Bab 52

134 12 0
                                    

   Bima mengajakku kembali balik ke warung. Sekedar saling sapa katanya. Dan sepertinya itu tak buruk, dia tidak mungkin 'kan akan berbuat jahat padaku?

Sebelum mengobrol Bima memesan minuman terlebih dahulu, jahe hangat dan teh.

"Tadi aku sudah minum."

Tolakku saat pria itu menyodorkan segelas teh panas ke hadapanku.

Bima hanya ber oh ria. Tidak lagi memaksa seperti dulu. Dan dari caranya menatapku sekarang, pria itu sudah sangat berbeda, lebih ramah tidak seperti saat kami bertemu di acara pernikahannya, setahun lalu.

"Aku turut prihatin dengan berita yang menimpa kamu beberapa hari ini." ucapnya membuka obrolan ke arah yang lebih serius.

"Makasih."

Bima menghela napas, lalu mengeluarkan sebatang rokok dari sakunya.

"Setahun telah berlalu, banyak hal yang berubah dari kita."

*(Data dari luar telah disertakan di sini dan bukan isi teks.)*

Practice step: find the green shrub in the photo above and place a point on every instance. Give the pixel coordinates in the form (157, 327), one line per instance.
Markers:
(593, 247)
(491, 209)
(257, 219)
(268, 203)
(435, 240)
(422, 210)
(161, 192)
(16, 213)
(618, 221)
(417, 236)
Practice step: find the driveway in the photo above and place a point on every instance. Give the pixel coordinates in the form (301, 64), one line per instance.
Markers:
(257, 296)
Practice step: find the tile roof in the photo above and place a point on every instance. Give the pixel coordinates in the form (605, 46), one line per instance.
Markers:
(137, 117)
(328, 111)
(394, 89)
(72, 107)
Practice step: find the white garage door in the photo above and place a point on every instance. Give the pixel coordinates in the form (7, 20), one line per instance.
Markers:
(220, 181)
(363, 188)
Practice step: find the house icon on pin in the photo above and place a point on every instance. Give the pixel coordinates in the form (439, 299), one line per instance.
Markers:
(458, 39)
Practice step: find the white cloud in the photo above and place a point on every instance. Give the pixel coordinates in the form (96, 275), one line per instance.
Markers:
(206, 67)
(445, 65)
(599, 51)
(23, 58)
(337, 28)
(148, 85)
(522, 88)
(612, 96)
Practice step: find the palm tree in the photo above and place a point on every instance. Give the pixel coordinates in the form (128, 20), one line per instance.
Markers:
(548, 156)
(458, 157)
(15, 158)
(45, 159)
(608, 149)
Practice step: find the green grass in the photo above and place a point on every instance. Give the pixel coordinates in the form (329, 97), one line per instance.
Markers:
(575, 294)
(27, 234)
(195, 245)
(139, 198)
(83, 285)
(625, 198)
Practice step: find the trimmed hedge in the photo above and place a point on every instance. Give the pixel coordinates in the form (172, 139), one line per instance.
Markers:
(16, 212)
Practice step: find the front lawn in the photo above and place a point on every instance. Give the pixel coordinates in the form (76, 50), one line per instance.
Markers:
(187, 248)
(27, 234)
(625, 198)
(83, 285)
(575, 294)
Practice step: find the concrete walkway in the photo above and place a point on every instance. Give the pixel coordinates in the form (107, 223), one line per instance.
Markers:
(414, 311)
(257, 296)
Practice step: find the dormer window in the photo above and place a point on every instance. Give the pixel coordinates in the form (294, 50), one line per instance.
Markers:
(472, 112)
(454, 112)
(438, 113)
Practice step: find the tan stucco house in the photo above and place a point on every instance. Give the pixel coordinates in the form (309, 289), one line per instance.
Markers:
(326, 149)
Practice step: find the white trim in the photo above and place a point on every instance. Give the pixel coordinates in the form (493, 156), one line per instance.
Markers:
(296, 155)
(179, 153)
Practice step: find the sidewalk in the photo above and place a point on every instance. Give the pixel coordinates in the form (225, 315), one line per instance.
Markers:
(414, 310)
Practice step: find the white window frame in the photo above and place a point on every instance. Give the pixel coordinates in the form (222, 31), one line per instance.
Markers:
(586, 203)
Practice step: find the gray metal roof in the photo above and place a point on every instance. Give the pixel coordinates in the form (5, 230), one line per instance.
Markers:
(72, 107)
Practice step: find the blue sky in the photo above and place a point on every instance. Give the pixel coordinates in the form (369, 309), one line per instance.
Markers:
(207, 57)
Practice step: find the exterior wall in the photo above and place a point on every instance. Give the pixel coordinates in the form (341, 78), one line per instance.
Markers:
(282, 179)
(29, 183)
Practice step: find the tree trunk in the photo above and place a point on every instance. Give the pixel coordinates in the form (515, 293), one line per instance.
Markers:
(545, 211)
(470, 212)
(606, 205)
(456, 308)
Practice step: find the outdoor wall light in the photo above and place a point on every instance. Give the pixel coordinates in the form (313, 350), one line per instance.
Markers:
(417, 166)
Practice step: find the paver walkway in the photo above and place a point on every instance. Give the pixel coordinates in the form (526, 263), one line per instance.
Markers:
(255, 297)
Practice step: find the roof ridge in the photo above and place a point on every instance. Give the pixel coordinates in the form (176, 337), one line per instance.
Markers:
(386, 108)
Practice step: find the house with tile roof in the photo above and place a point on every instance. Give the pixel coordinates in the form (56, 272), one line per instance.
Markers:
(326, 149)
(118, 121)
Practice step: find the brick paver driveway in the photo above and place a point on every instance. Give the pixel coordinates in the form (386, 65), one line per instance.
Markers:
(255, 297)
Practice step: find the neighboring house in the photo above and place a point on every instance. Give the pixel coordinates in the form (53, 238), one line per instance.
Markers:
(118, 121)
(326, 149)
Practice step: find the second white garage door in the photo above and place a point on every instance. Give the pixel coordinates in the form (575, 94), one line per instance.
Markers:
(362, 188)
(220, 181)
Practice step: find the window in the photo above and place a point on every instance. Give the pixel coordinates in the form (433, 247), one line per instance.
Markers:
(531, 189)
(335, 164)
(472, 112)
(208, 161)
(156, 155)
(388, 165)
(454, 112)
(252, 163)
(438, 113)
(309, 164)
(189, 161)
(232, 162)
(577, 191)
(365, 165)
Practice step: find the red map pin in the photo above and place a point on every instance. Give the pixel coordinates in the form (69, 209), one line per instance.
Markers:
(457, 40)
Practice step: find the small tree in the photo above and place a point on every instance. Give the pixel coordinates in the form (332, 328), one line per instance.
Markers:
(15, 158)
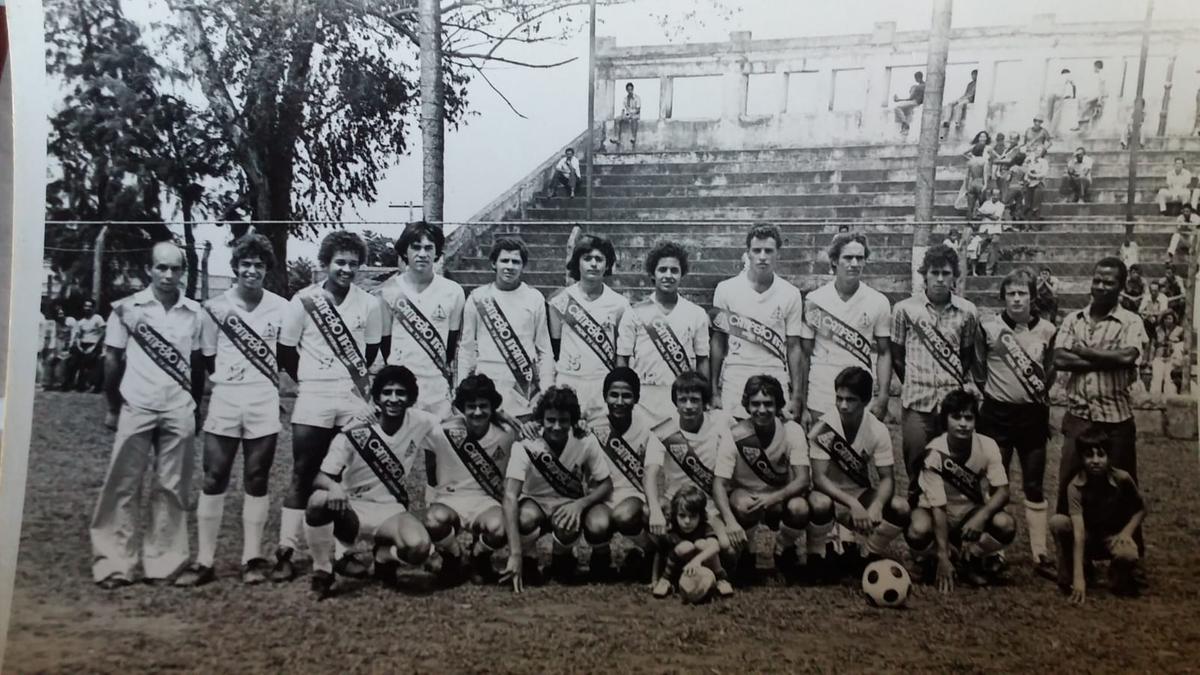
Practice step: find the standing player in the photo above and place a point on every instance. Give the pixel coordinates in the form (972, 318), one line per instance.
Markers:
(423, 316)
(238, 336)
(933, 351)
(545, 488)
(1015, 353)
(665, 334)
(846, 323)
(757, 326)
(763, 477)
(467, 478)
(583, 320)
(157, 334)
(954, 508)
(627, 441)
(843, 446)
(360, 494)
(325, 330)
(504, 333)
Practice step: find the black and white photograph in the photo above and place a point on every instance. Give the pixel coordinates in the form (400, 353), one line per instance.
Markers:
(604, 335)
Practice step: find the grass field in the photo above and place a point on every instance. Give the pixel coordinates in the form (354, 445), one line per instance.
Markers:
(64, 623)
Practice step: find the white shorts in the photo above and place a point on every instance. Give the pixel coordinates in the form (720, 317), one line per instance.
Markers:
(244, 411)
(327, 408)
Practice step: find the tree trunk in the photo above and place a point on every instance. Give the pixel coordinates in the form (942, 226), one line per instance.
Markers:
(432, 111)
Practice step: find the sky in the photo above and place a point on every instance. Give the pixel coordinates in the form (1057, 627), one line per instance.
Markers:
(496, 148)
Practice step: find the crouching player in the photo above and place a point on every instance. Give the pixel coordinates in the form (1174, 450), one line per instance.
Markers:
(466, 476)
(843, 446)
(360, 494)
(544, 488)
(685, 459)
(763, 476)
(953, 507)
(1105, 509)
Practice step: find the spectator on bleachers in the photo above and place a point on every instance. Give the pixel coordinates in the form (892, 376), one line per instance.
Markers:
(1179, 189)
(1079, 174)
(904, 106)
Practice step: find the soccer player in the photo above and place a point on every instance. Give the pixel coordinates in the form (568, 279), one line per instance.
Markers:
(327, 328)
(762, 477)
(583, 320)
(933, 351)
(954, 506)
(843, 444)
(846, 323)
(154, 375)
(423, 316)
(551, 484)
(1015, 354)
(664, 335)
(238, 336)
(359, 494)
(466, 477)
(625, 440)
(504, 333)
(757, 323)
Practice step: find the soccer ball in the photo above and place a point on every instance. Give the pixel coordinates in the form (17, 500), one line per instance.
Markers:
(886, 583)
(695, 589)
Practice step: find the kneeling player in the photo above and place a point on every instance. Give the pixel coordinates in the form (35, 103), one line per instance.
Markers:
(466, 477)
(1104, 511)
(627, 440)
(843, 446)
(763, 477)
(359, 493)
(953, 507)
(544, 488)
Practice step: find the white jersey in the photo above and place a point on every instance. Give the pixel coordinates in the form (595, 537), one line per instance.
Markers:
(780, 308)
(318, 363)
(687, 321)
(844, 334)
(441, 304)
(232, 365)
(360, 482)
(576, 358)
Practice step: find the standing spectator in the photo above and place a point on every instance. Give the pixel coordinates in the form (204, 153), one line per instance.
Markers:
(904, 106)
(1079, 174)
(1179, 187)
(567, 172)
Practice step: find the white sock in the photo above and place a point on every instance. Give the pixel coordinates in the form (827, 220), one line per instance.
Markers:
(208, 523)
(1036, 518)
(291, 527)
(321, 547)
(255, 512)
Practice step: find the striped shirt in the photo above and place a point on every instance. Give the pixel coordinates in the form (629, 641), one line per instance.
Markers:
(1103, 395)
(925, 380)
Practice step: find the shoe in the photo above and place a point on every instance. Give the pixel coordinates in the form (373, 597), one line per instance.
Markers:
(255, 571)
(322, 584)
(352, 567)
(283, 569)
(196, 575)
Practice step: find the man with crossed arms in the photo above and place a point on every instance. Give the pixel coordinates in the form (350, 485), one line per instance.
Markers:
(762, 335)
(151, 405)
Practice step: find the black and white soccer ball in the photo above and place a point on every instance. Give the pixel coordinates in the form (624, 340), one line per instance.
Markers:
(886, 584)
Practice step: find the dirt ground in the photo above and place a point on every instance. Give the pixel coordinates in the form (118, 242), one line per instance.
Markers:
(64, 623)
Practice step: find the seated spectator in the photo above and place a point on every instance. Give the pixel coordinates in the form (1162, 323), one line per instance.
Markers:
(904, 106)
(1079, 175)
(1179, 189)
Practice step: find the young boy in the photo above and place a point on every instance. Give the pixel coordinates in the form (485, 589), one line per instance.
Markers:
(1104, 512)
(953, 506)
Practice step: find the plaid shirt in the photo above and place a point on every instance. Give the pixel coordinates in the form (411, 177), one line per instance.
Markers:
(1103, 395)
(925, 381)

Aku belum paham arah pembicaraan pria ini, dia menyulut rokoknya lalu menyedotnya perlahan.

"Kamu merasakannya, Sar?"

"Aku?" tanyaku tak siap dengan pertanyaan itu.

Bima mengangguk pelan.

"Waktu memang bisa ngerubah banyak hal. Termasuk kamu. Sepertinya kamu sekarang lebih manusiawi."

Bima terbatuk mendengar jawabanku.

"Kamu kira dulu aku apa?"

"Ya.... Kamu pasti bisa membedakan sendiri. Ternyata dengan menikah bisa merubah sikapmu jadi lebih baik."

Wajah Bima berubah. Senyumnya di paksakan.

"Kamu melihatnya seperti itu?"

Aku mengangguk yakin. Bima yang kulihat sekarang lebih enak di ajak ngobrol. Dan Nyaman.

"Kamu sendiri? Benar sekarang lagi dekat dengan Wira? Hah, ternyata seleramu tinggi, Sar. Pantas saja dulu kamu ngotot menolak ku."

Mendengar perkataan Bima barusan entah kenapa aku tidak tersinggung. Aku malah senang. Itu berarti Bima sudah bisa berdamai dengan masa kami dulu.

Aku sengaja tak menjawab pertanyaannya itu. Tidak pula berniat membantah atau membenarkan. Lagipula Bima pasti bisa menyimpulkan sendiri.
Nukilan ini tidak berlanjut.